Eglise Saint-Paxent
Ancienne église abbatiale de Massay, Saint-Paxent déploie une tour carrée gothique de 1493 et un chevet pentagonal d'une rare élégance, témoins silencieux de huit siècles d'histoire religieuse en Berry.
Histoire
Nichée au cœur du paisible bourg de Massay, dans le Cher, l'église Saint-Paxent est l'un de ces édifices que l'on découvre avec la sensation de toucher directement la pierre du Moyen Âge. Ancienne église d'abbaye transformée en lieu de culte paroissial au XVIIIe siècle, elle porte en elle les strates d'une longue histoire architecturale, des premières assises romanes du XIIe siècle jusqu'aux délicates balustrades gothiques flamboyantes du début du XVIe siècle. Ce qui rend Saint-Paxent véritablement singulière, c'est la cohérence formelle que ses bâtisseurs successifs ont su lui conserver malgré les siècles de chantier. Le vaisseau unique, sobre et majestueux, se clôt sur un chevet pentagonal dont la géométrie tranche avec la linéarité de la nef — une solution architecturale caractéristique du gothique berrichon, qui confère à l'ensemble une élégance discrète. La charpente apparente lambrissée qui couvre la nef et le chœur laisse percevoir la structure même de l'édifice, sans artifice, dans une nudité presque ascétique. La tour occidentale, construite en 1493, est le véritable joyau de Saint-Paxent. Ses trois étages s'élèvent au-dessus d'un porche voûté en ogive, dont les nervures finement travaillées accueillent le visiteur avec une solennité toute médiévale. Au sommet, les galeries et balustrades ajoutées au début du XVIe siècle témoignent d'un goût pour le décor qui annonce déjà les prémices de la Renaissance française en province.
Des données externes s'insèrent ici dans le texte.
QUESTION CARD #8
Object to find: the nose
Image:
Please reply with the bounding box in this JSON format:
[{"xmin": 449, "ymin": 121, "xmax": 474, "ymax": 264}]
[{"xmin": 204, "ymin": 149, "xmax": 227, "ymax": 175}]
L'expérience de visite est intime et recueillie. Loin des foules des grandes cathédrales, Saint-Paxent offre un face-à-face rare avec une architecture médiévale authentique, peu restaurée et profondément enracinée dans son territoire. Le silence du village alentour, les champs du Berry à perte de vue, et cette tour gothique qui se détache sur le ciel constituent un tableau saisissant pour le photographe comme pour l'amateur d'histoire. Classée Monument Historique dès 1911, l'église Saint-Paxent bénéficie d'une protection qui garantit la conservation d'un patrimoine rural trop souvent ignoré. Elle incarne parfaitement ce Berry profond, région de France où les pierres parlent plus fort que les guides touristiques.
Architecture
L'église Saint-Paxent présente un plan simple et lisible : un vaisseau unique sans bas-côtés, caractéristique des églises abbatiales de taille moyenne en Berry, se terminant à l'est par un chevet pentagonal. Cette terminaison à pans coupés, préférée à l'abside semi-circulaire romane, est typique du gothique régional et confère au chœur une lumière particulière grâce aux fenêtres disposées sur chaque face du polygone. La nef et le chœur sont couverts par une charpente apparente lambrissée, solution technique qui préserve la hauteur sous plafond tout en offrant un décor en bois travaillé — un choix courant dans les églises rurales du Centre-Val de Loire et du Berry médiéval. La tour occidentale, élevée en 1493, constitue le pivot architectural de l'édifice. Carrée en plan, elle s'organise sur quatre niveaux : le rez-de-chaussée forme un porche voûté en ogive avec nervures, ouvrant directement sur l'intérieur de l'église. Les trois étages supérieurs, percés de fenêtres à meneaux, sont couronnés par les galeries et balustrades ajoutées au début du XVIe siècle, dont le décor ajouré témoigne du passage progressif vers les formes de la première Renaissance. La pierre calcaire locale, abondante en Berry, est le matériau dominant de l'ensemble, lui conférant ces teintes blondes qui dorent sous la lumière rasante du soir. À l'intérieur, le porche se distingue par la qualité de ses voûtes à nervures, vestige gothique d'une sophistication architecturale qui contraste avec la sobriété de la nef. Quelques éléments sculptés — chapiteaux, clés de voûte, modillons — ponctuent le parcours et rappellent que des artisans qualifiés ont œuvré ici à plusieurs reprises au fil des siècles. La superposition de ces campagnes de construction, du roman du XIIe siècle au gothique flamboyant du XVIe, constitue en elle-même un document architectural d'une rare richesse pour comprendre l'évolution des techniques et des goûts en province.